Посланник Бездонной Мглы, стр. 52

– Ты не понял, Нурд… – Леф судорожно сглотнул – ему показалось вдруг, будто в горле провернулось что-то колючее. – Ты не понял. В Бездонную уйду я.

12

Над грустнеющим Миром белоснежными вершинами скальных хребтов нависла близость зимы. Морозная белизна с каждым днем сползала все ниже, подбираясь к прячущемуся в долинах людскому жилью, и неспешность ее приближения выдавала спокойную уверенность в беззащитности жертв.

В Галечную Долину зачастили бродячие менялы из Жирных Земель – еще одна примета близких холодов. Ведь Черноземелье богаче прочих мест не только обильно родящими огородами, но и прожорливыми едоками, а потому тамошние всегда стремились запасти к зиме как можно больше съестного, выменивая его где только возможно. Их не пугала даже дорога, из-за бесконечных дождей ставшая почти непроходимой.

Среди прочих заявился к подножию Лесистого Склона и тот бесстыжий меняла, что послужил причиной несчастья с Торковой дочерью. Никуда не сворачивая с езженой колеи, не трудясь даже предлагать что-либо редким по вечерней поре прохожим, он погнал вымученное долгим и трудным путем вьючное прямиком к корчме – словно приехал одной только браги ради.

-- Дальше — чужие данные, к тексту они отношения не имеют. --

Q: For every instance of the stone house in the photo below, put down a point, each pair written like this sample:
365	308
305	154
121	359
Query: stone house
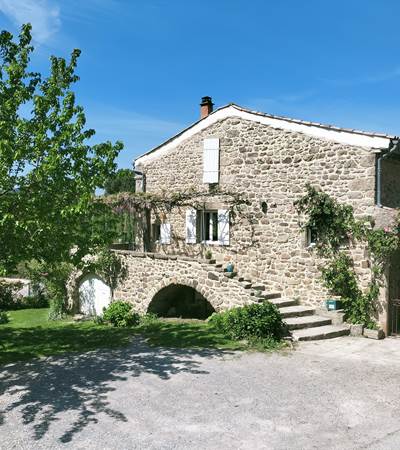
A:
244	170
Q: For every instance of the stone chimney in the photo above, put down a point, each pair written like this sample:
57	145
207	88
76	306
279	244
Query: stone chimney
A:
206	107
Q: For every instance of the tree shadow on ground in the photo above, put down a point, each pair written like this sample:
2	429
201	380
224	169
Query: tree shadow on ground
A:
40	390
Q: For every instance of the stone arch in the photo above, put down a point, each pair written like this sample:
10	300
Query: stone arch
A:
209	296
93	294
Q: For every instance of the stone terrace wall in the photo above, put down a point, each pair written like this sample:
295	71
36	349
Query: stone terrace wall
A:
148	273
273	166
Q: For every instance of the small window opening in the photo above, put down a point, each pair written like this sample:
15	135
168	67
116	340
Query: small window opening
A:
156	232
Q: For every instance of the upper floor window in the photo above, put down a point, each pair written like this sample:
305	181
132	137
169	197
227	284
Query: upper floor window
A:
311	237
211	160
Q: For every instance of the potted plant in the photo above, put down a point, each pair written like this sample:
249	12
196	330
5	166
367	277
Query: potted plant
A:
230	267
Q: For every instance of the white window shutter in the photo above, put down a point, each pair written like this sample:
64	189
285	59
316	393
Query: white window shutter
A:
165	233
211	160
191	232
223	226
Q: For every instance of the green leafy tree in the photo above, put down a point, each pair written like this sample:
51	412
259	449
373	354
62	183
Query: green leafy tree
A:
48	170
122	181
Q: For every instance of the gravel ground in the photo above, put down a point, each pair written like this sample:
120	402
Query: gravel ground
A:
338	394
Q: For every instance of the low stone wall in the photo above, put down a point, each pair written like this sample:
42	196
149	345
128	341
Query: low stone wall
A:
148	273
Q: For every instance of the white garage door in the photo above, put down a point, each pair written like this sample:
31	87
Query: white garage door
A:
94	295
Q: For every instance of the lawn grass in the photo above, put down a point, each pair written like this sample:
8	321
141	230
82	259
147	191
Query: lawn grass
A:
29	334
187	334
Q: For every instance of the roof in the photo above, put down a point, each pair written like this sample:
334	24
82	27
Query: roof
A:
366	139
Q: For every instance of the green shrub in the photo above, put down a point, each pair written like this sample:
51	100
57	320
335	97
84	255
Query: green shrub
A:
57	308
120	314
38	300
149	319
255	321
4	317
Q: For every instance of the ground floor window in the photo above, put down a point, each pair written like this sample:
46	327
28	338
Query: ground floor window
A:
208	226
311	237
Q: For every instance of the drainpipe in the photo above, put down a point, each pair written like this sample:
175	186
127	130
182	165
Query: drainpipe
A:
394	145
379	181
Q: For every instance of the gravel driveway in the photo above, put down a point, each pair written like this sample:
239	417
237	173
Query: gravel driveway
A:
343	394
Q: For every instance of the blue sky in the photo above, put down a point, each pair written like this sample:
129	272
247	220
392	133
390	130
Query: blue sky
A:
146	64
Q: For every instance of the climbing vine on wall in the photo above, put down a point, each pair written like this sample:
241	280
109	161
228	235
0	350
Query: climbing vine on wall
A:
336	230
164	202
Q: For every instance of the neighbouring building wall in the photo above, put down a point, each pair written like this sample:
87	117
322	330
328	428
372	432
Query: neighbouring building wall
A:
271	167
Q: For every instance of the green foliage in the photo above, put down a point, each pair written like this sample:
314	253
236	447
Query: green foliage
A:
30	334
255	321
122	181
4	318
54	278
8	297
335	224
38	300
339	276
120	314
332	220
48	169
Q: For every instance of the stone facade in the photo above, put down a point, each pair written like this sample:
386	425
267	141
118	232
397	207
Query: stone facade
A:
271	168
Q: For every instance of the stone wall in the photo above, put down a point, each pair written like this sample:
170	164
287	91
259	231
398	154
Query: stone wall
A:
272	166
148	273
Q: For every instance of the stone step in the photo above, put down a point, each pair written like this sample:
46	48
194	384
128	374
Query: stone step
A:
297	323
230	274
324	332
259	287
244	279
296	311
282	302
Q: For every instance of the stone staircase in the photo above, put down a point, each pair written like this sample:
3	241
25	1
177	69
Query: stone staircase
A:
303	323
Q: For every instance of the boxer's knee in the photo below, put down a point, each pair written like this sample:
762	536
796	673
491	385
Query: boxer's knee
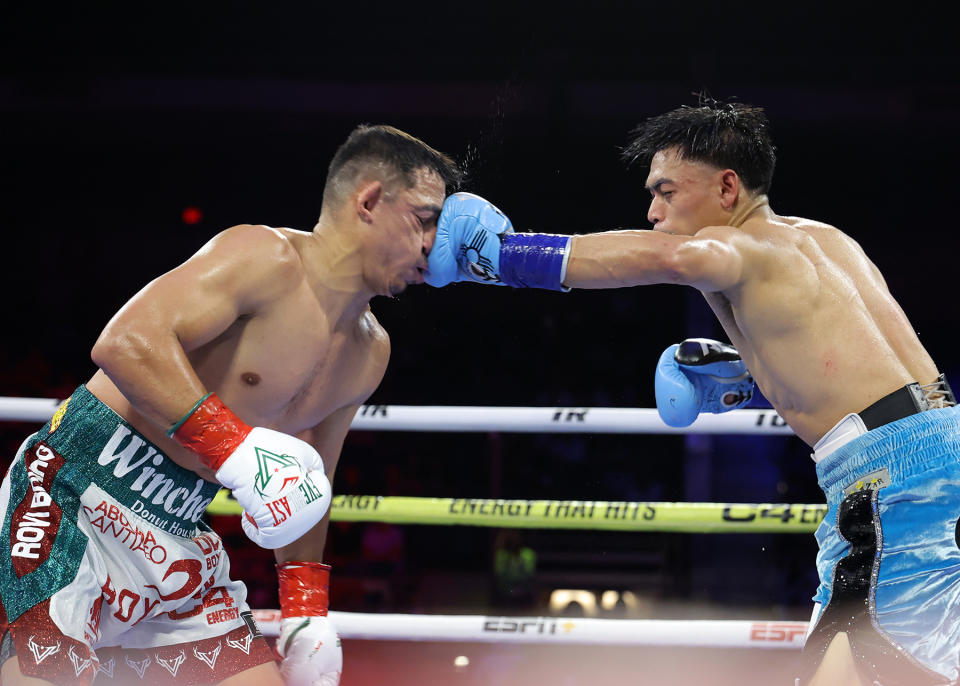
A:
266	674
837	667
10	675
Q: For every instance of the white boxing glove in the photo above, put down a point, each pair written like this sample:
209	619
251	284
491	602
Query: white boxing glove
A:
308	641
277	478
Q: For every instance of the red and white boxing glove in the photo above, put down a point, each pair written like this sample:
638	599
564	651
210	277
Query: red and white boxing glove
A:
308	641
277	478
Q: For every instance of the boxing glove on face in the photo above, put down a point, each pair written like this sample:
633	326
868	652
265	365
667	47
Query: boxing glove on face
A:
467	246
476	242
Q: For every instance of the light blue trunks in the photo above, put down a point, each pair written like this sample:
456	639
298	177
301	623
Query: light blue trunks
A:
889	561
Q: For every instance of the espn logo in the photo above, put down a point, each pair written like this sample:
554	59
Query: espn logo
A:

В тот вечер многие решились заглянуть к Кутю, чтобы обогреться изнутри и снаружи. На сломе осени, когда с огородов убрано все, кроме способной произрастать в морозы малости, настает время всяческих расчетов и возвращения всевозможных долгов. А где же сыщется лучшее место для подобных занятий, чем корчма? Да нигде. Долгие вдумчивые подсчеты, для которых зачастую не хватает пальцев и памяти; многогласый спокойный гомон; чадная духота, которая в собственной хижине злит, а здесь вроде бы хороша и кстати; умощенный в удобной близости початый уже горшочек с истинной благодатью… И лица, лица вокруг – привычные, свои, человечьи, от созерцания которых заволакиваются слезами умиления глаза возвратившихся из горного безлюдия пастухов – хранителей общинного стада… Хорошо!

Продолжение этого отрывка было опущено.